After her appearance in the documentary, Harlow became a local celebrity in Philadelphia, undergoing gender transition and opening her own nightclub called Harlow's. She is also notable for her romance with Olympic rower and Philadelphia City Council member Jack Kelly Jr., a scandal which eventually forced him to withdraw his candidacy from the 1975 Philadelphia mayoral election.

==Early life==
Rachel Harlow was born in 1948 to Joe and Rose Finocchio and grew up in South Philadelphia, Pennsylvania, graduating from South Philadelphia High School in 1965. A transgender woman, Harlow had displayed feminine qualities from as early as five years old, and blood tests taken at age 15 indicated she had naturally very low levels of male hormones. Harlow came out to her parents as a trans woman at age 16 after reading an article about the transgender actress Christine Jorgensen. She stated that she had an unhappy childhood due to her gender variance but had great support from her friends and family.

==Career==
Harlow entered and won her first drag competition in 1966, taking her stage name from the 1930s actress Jean Harlow. The following year, she won the Miss All-America Camp Beauty Contest in New York City over Crystal LaBeija, who would go on to found the House of LaBeija after her loss. Harlow attended the 1968 Cannes Film Festival to help promote Frank Simon's The Queen documentary about the contest, following which she had a small acting role in Henry Jaglom’s 1971 film A Safe Place (1971).

Harlow returned to Philadelphia and met the restaurateur Stanley "Bo" Rosenbleeth, whom she partnered with to open the night club Harlow's in 1972. The club was immediately popular; The Philadelphia Inquirer later wrote that "every celebrity who ever spent a night in Philadelphia in the early ‘70s partied at Harlow’s." That same year, Harlow received a vaginoplasty at Yonkers Professional Hospital in New York City, which was reported on by multiple newspapers, and legally changed her first name to Rachel.

In 1975, Harlow closed her nightclub, having grown tired of the coverage of her in the local tabloids. She married French pastry chef Gerard Billebault in 1981. In 1989 the couple opened a supper club, also called Harlow's, at the Philadelphia Bourse. However, the stress of running the restaurant put a strain on their relationship and they separated in the early 90s. She has lived in Philadelphia ever since, largely out of the public eye.

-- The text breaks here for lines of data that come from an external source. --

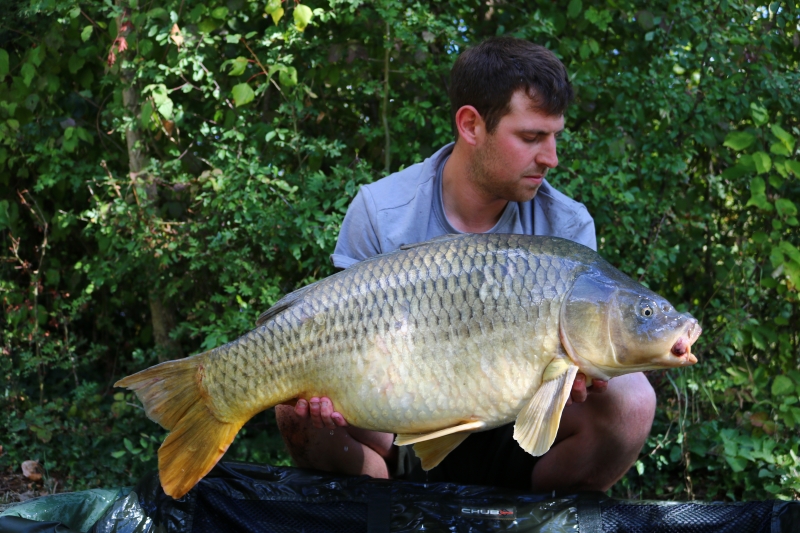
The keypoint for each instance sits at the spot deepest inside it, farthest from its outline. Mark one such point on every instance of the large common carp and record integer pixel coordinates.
(431, 342)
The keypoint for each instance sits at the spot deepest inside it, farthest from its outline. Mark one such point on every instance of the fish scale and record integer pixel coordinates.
(461, 333)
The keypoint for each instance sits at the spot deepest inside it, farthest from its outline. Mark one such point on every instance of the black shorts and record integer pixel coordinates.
(490, 458)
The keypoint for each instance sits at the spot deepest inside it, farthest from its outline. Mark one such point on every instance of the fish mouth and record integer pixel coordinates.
(682, 349)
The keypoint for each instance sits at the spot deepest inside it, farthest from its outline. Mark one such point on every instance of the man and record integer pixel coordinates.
(508, 98)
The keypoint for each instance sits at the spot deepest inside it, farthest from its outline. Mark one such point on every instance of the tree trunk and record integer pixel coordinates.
(161, 315)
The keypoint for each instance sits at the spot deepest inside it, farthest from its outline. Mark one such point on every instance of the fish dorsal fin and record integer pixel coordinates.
(432, 452)
(537, 423)
(447, 237)
(404, 439)
(283, 304)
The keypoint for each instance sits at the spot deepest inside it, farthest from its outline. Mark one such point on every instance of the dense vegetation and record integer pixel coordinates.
(169, 169)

==Romance with Jack Kelly Jr.==

In 1972, former Olympic athlete and Philadelphia mayoral candidate Jack Kelly Jr. met Harlow at her nightclub and quickly took a liking to her. He introduced her to his family, including his sister Grace Kelly, and gave her a diamond ring for her 24th birthday.

However, his mother, Margaret Majer, was unsupportive of the relationship due to Harlow's transgender status and forbid them from marrying. To prevent the scandal from coming to light, she pledged to financially support Kelly's opponent Frank Rizzo and threatened to withhold any further donations from the Democratic Party if they endorsed Kelly's candidacy. Additionally Rizzo was planning to attack Kelly by running billboards that read "Do We Really Need Rachel Harlow as a First Lady?" This put an end to Kelly's political ambitions as he withdrew from the race and would never run for political office again. Harlow and Kelly separated soon after.

As of 2025, Harlow is compiling her memoirs and working with producers Christine Vachon, Liz Levine, and Adrian Salpeter on a film about her and Kelly's relationship.